Despite eight rampages that have claimed 57 lives since March 10, “it hasn’t sparked any national goal to deal with this epidemic. In fact, it’s going the other way,” said Scott Vogel of the Freedom States Alliance, a gun-control activist group.
Even President Barack Obama has felt that sway. Last month, 65 House Democrats said they would block any attempt to resurrect an expired federal ban against assault weapons.
The pro-gun Democrats, led by Rep. Mike Ross of Arkansas, wrote Attorney General Eric Holder saying they opposed not only a ban on military-style guns but also efforts “to pass any similar law.”
Gun-control issues would only produce “a long and divisive fight,” they said, at a time when Congress should be focused on the roiling economy.
A few states are trying to loosen gun restrictions. In the Texas Capitol — where legislators can carry guns — bills easily passed the Senate in recent weeks that would allow employees to bring weapons to work as long as they leave them locked in their cars, and let those packing heat off the legal hook if they walked into a bar that didn’t have signs saying guns weren’t allowed inside.
The state also is considering allowing students licensed to carry a concealed weapon — there are about 300,000 such adults in Texas — to bring guns on campus.
Kansas plans to put a measure on its 2010 ballot that would rewrite the state constitution to make gun ownership a personal, rather than collective, right. In Tennessee, lawmakers made progress this month toward allowing guns to be carried in state and local parks.
The National Rifle Association, the country’s most powerful gun lobbying group, declined to comment this week on gun control laws.
Groups such as Vogel’s, and the Brady Campaign to Prevent Gun Violence, say existing laws are already too weak — just look at the men who received gun permits, legally bought high-powered weapons, and then mowed down family, friends and total strangers in these past few weeks, they say.
Joining their outrage was the U.S. Conference of Mayors. “How many more gun-related acts of violence must we experience before the nation’s leaders will decide that it is time to act?” asked president Manuel Diaz, mayor of Miami.
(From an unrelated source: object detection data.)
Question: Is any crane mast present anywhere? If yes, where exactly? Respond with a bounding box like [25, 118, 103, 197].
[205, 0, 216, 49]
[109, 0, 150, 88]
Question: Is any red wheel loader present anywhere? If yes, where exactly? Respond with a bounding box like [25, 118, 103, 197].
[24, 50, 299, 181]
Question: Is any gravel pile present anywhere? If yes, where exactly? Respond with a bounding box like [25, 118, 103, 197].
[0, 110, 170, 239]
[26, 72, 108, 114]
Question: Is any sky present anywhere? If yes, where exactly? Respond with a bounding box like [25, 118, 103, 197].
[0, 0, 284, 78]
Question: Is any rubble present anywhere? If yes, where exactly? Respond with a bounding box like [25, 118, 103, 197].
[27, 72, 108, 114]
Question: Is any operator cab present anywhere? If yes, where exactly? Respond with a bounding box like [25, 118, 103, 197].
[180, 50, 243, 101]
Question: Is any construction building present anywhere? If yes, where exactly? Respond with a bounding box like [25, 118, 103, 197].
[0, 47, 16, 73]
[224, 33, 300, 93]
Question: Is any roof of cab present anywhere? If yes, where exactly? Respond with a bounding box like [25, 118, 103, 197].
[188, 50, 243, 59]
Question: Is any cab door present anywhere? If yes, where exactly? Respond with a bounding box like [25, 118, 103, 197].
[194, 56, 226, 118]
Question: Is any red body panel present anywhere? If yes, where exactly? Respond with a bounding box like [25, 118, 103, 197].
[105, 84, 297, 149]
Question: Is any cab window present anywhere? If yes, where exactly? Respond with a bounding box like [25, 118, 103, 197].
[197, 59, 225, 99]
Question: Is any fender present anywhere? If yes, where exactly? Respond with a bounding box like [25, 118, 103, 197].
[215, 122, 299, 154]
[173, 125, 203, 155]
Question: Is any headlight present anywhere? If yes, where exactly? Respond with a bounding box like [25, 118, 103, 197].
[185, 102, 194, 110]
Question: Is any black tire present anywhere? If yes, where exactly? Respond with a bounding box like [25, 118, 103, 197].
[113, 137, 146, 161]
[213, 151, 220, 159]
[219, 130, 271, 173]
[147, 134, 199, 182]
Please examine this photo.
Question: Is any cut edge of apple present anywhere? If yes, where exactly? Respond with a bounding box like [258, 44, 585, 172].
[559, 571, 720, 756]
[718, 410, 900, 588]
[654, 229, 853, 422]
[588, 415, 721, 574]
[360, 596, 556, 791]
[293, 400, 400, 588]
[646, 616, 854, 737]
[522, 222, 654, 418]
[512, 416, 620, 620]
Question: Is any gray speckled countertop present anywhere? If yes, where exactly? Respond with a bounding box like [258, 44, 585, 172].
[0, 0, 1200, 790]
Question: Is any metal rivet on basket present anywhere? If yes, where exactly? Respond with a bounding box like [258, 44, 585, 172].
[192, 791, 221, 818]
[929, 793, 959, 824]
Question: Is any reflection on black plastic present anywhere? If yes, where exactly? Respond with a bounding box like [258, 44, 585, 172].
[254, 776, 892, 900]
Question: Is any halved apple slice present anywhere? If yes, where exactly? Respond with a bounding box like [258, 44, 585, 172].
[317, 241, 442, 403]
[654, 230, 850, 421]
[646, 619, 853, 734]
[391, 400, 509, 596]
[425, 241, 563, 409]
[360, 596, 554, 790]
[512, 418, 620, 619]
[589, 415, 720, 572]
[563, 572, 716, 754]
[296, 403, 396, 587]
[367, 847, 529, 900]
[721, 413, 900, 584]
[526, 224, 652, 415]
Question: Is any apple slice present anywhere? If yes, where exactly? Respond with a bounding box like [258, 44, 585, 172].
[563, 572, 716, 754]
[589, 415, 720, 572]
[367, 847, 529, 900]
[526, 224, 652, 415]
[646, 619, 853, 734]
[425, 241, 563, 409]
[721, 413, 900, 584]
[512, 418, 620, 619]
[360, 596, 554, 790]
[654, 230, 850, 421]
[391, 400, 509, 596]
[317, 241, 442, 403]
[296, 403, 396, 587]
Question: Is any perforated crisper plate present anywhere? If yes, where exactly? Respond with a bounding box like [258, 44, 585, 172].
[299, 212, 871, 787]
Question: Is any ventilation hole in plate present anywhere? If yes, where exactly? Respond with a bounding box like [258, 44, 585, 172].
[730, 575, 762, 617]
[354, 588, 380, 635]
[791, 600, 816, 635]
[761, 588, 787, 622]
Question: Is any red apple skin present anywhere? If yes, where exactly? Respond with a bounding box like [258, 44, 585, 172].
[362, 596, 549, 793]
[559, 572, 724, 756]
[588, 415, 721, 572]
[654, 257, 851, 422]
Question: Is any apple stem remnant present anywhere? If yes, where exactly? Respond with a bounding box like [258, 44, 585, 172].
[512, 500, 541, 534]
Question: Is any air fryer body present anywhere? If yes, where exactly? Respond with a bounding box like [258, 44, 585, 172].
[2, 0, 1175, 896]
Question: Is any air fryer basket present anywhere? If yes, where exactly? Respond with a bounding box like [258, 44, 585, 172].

Gun enthusiasts say there is no way to prevent human beings from committing insane acts. Whether they have a gun permit or not.
To Vogel, the answer to why atrocities happen in places such as Binghamton, and before that Washington state and Santa Clara, Calif., lies in sheer numbers.
The number 280 million, to be precise, the estimated total of every gun in this country.
“When you have that many guns, those guns are going to be used in horrific ways,” Vogel said.